È molto probabile che la macchina del tempo a teatro si inceppi, poiché ogni spettacolo la propria ragion d'essere deve saperla trovare nel presente, non nel passato remoto. Vi sono delle eccezioni, come il Falstaff in stile Globe che lo scorso anno inaugurò il Vicenza Opera Festival. Iván Fischer, che è mente e braccio della rassegna, ha tentato il raddoppio, giocandosi un Orfeo di Monteverdi (anno 1607) al Teatro Olimpico, che è su per giù coetaneo, come l'avrebbero messo in scena in quei primi decenni di Seicento. Non solo, proprio a volerne riprendere lo spirito “originale” fino in fondo, Fischer ha ricostruito la scena finale di Striggio, all’epoca emendata perché ritenuta sconveniente, componendone la musica, sicché l’opera si conclude in un’esaltazione dionisiaca, tra baccanti inseguite da un fauno e parodie botticellesche. Così si chiude il cerchio in un allestimento che parte come massima celebrazione dell’Arcadia.



Il risultato però è interlocutorio. Ovviamente l’esecuzione musicale è di altissimo profilo, visto che la Iván Fischer Opera Company che sta in buca è diretta emanazione di quella meravigliosa macchina sonora che è la Budapest Festival Orchestra, con gli opportuni aggiustamenti d’organico e l’aggiunta delle linee necessarie al basso continuo. Fischer concerta da padreterno, lascia sgorgare ogni gesto musicale così che sia propedeutico alla scena, ne accompagna i tempi, eppure l’ottima esecuzione fatica a scavallare nella grande interpretazione. Forse a causa dell’impostazione di una messa in scena talmente lineare da sfiorare l’ingenuità, il cui difetto non è la semplicità ma la semplificazione, forse perché il cast, benché complessivamente discreto, manca di grandi personalità.

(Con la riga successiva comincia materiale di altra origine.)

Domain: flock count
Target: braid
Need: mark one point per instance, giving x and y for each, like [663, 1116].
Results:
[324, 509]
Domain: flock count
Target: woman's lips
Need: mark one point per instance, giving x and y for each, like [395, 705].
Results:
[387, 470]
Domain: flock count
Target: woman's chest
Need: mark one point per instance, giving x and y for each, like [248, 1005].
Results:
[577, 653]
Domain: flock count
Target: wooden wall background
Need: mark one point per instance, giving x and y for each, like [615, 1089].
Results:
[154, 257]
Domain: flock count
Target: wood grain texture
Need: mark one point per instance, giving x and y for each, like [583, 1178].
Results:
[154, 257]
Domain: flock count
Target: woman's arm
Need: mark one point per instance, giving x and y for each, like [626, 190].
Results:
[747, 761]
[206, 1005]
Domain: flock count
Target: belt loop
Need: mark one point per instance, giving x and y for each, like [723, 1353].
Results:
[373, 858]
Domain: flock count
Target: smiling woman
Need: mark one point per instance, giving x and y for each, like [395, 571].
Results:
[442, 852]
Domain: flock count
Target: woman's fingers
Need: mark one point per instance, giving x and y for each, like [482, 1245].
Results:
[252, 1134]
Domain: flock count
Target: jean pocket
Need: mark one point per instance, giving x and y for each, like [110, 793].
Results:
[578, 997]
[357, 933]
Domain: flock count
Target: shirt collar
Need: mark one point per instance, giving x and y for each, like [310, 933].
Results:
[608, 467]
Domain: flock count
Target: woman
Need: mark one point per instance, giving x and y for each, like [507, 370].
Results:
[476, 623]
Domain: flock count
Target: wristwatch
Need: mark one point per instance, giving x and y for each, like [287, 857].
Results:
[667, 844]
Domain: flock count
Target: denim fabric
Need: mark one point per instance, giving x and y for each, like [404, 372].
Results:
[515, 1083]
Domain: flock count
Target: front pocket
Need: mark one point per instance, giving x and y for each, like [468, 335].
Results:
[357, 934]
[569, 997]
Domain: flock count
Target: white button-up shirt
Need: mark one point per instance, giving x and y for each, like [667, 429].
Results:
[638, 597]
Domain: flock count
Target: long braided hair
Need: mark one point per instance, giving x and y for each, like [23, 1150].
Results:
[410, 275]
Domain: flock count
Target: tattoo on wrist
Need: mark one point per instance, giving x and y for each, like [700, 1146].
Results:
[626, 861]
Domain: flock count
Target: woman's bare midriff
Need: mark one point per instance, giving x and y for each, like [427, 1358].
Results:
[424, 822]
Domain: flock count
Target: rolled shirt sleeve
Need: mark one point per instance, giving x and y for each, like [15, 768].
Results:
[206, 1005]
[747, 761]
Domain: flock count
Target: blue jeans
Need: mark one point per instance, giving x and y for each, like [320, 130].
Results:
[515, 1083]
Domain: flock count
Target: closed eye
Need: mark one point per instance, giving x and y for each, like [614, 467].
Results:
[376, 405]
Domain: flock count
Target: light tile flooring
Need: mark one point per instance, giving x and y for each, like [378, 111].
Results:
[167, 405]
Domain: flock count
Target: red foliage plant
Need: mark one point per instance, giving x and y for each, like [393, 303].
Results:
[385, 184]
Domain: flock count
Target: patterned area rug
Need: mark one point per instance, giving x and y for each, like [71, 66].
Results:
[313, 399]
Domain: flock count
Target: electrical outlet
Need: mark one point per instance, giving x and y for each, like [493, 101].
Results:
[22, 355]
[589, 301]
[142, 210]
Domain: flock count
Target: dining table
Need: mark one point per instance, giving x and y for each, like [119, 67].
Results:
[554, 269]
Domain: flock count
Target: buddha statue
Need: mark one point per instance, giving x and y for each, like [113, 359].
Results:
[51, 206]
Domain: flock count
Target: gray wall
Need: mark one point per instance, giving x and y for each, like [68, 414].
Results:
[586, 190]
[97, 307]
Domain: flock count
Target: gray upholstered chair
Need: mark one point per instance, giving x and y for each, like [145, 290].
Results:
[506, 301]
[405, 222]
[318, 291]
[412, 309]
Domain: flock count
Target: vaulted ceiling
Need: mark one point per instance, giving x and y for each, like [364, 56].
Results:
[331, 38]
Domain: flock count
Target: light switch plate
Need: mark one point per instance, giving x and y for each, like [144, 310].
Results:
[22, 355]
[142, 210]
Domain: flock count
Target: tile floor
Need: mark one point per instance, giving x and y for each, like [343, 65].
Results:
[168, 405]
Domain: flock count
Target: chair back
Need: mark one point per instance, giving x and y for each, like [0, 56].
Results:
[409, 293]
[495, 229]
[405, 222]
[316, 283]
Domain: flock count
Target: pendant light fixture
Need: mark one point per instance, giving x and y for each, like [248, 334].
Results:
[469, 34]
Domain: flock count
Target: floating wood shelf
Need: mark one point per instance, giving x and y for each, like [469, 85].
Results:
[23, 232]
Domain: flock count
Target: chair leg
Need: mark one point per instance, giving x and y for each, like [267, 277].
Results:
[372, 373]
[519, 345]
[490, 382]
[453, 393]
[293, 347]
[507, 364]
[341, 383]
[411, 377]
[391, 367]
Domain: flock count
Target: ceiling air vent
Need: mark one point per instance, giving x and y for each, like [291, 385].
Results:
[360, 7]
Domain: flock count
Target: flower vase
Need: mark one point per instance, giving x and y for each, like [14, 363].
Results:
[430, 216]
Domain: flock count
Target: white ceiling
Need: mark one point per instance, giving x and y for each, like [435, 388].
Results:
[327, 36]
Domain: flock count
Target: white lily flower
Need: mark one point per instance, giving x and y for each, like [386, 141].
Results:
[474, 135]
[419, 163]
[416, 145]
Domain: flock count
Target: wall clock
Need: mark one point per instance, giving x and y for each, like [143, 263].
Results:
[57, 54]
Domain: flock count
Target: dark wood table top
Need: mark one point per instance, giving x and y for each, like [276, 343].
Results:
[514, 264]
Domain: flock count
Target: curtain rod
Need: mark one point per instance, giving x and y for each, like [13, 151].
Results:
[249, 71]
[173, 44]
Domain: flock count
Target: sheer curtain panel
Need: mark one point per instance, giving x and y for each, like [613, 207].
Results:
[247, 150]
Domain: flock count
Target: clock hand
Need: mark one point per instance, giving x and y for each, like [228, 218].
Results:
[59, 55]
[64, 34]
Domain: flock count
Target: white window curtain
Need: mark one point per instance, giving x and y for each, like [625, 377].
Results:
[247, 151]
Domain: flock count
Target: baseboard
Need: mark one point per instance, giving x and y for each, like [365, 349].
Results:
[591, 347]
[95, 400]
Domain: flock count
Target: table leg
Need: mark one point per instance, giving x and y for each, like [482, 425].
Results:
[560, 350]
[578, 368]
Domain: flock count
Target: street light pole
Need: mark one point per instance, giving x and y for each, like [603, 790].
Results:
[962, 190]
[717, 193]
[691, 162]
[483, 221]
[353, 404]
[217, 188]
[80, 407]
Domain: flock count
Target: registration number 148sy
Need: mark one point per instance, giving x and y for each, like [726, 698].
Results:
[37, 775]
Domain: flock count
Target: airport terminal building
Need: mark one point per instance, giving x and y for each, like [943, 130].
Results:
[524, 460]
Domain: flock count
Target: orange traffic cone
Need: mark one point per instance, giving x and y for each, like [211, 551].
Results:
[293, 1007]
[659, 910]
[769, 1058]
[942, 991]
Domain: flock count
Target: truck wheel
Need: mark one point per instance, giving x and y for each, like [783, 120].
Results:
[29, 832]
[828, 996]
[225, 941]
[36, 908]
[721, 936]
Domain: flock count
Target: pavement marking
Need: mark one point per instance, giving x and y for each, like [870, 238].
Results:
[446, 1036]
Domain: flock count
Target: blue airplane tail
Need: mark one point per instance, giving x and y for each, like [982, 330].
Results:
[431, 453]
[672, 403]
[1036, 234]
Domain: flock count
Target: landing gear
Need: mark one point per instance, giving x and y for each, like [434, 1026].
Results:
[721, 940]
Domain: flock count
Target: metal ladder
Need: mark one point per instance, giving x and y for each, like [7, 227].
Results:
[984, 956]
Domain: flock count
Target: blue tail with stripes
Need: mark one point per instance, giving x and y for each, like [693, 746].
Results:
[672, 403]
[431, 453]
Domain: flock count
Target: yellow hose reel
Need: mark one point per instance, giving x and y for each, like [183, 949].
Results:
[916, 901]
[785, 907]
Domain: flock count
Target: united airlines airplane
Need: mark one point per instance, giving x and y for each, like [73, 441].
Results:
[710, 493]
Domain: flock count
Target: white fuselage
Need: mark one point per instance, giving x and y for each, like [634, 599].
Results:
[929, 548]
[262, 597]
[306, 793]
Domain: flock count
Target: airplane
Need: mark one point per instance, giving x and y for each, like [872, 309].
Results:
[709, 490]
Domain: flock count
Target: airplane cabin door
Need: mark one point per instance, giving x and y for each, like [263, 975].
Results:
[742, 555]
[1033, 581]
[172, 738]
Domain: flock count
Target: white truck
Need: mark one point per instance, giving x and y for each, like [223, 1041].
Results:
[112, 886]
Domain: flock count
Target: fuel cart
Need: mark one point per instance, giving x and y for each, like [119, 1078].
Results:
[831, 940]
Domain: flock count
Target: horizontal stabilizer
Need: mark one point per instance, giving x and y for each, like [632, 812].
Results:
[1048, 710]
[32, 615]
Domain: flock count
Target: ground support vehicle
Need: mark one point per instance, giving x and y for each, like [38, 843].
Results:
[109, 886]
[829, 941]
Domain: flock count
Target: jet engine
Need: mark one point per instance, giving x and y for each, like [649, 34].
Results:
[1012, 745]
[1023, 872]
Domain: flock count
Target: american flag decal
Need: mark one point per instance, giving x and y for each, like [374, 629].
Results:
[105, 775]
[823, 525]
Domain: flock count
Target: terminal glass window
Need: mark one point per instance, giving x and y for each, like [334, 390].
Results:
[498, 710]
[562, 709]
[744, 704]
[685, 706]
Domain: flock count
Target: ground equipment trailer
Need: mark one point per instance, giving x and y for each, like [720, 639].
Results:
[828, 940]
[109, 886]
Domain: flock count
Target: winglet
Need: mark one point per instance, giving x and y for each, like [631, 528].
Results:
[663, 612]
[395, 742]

Chi potrebbe diventarlo nel futuro prossimo è Emőke Baráth, che si fa carico delle parti di Euridice e della Musica con tutta la sensibilità nel porgere necessaria. Valerio Contaldo è un Orfeo sciaguratamente agghindato da hippie, ma musicalmente ineccepibile e ben cesellato nell’espressività.
Buona la Messaggera di Luciana Mancini, ancorché forzosamente teatrale, in crescendo il controtenore Michal Czerniawski che è prima un pastore e poi Speranza. Gli altri sono valevoli, come pure corpo di ballo.
Chi sta invece al di sopra di ogni lode è il coro preparato da Soma Dinyés.